Et quand visiterais-je Clermont-Ferrand, hein ? Je serais le nouveau Jean-Louis, allant, comme lui, de Valparaiso, à cette belle ville d'Auvergne... :)
Bisous, Minou, et merci de partager mes incompréhensions et mes peurs.
Je pense, comme tu le dis très justement, qu'il est difficile sinon impossible de pouvoir juger notre temps et a fortiori de chercher une réponse. En fait on ne peut que décrire des tendances, des penchants, et autres phénomènes trop flous pour être clairement délimités.
RépondreSupprimerIl est d'autant plus étrange et dérangeant d'assister à de tels épanchements racistes que nous sommes nous-mêmes dans une période de véritable implication politique, dans une perspective de maturité.
La question est justement celle que tu évoques, c'est-à-dire celle de la spécificité d'un discours politique temporel et délimité dans un espace qui est celui de la contingence. Dès lors tout le problème est soit de se persuader que nos contemporains sont des cons racistes invétérés, et donc de penser que la politique actuelle n'est qu'un révélateur de notre médiocrité, ou alors de penser que la politique actuelle n'est pas l'essence de notre société et que nos concitoyens ne sont qu'impliqués dans quelquechose qui les dépasse. Entre nous les deux solutions sont soit très pessimiste, soit un peu pessimiste...
Bien sûr et heureusement que le doute a sa place là où tant de certitutes et de préjugés sont lancés à tout va !

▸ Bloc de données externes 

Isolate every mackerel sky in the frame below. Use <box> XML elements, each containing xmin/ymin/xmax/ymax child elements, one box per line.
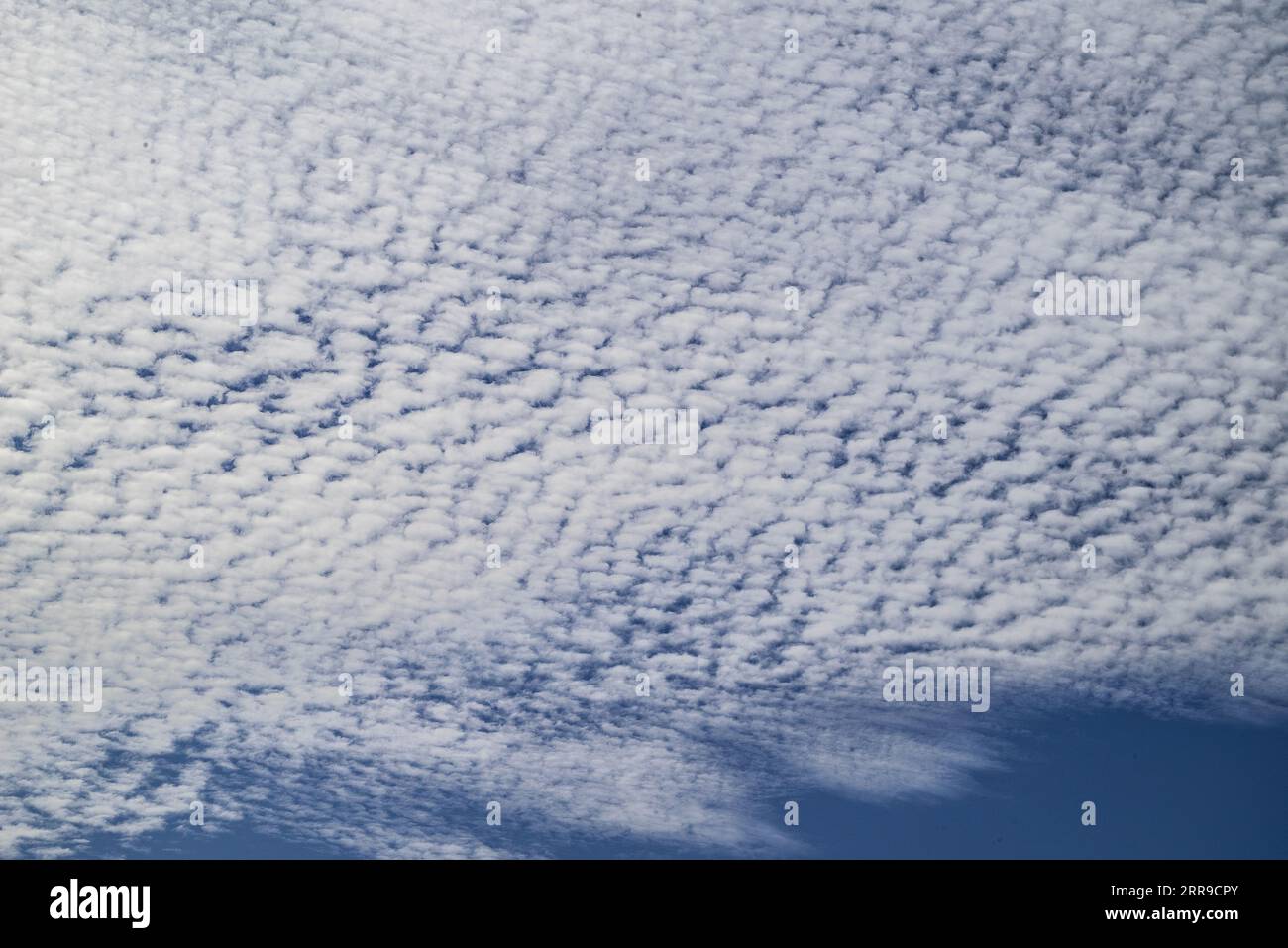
<box><xmin>0</xmin><ymin>0</ymin><xmax>1288</xmax><ymax>857</ymax></box>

Doutons bordel ! C'est comme ça que la politique avance (c'est pas de moi mais d'Alain, sauf le "bordel")! C'est peut-être le moment de croire en quelquechose d'autre, ce n'est en tout cas pas le moment de lâcher nos convictions et notre amour du débat et de la réflexion ! Saisissons-la cette chance qui nous est offerte d'exercer notre esprit critique!
"C'est Gorki ou Lénine ou Maiakovski je sais plus, qui disait à propos de la révolution russe, à propose de la prise de pouvoir, que la situation était telle à ce moment là qu'il fallait saisir la chance sur mille, parce que l'espèrance en choisissant cette chance sur mille était infiniment plus grande qu'en ne la choisissant pas"
Tu verras Clermont-ferrand ! On ira en pélerinage au Garden Ice (qui a remplacé le Suffren mais où il reste l'étage) et on jouera la scène. On ira à Notre-Dame-du-Port, et peut-être croiseras-tu une vision fugace de l'Amour. Mais comme ce film date d'une époque quelque peu guindée, on ira aussi se pinter la tronche dans les bars !
Comme disait De Gaulle, "vaste programme".
Te souhaitant une bonne journée là où se termine la mienne, toi qui est en quelque sorte dans mon passé.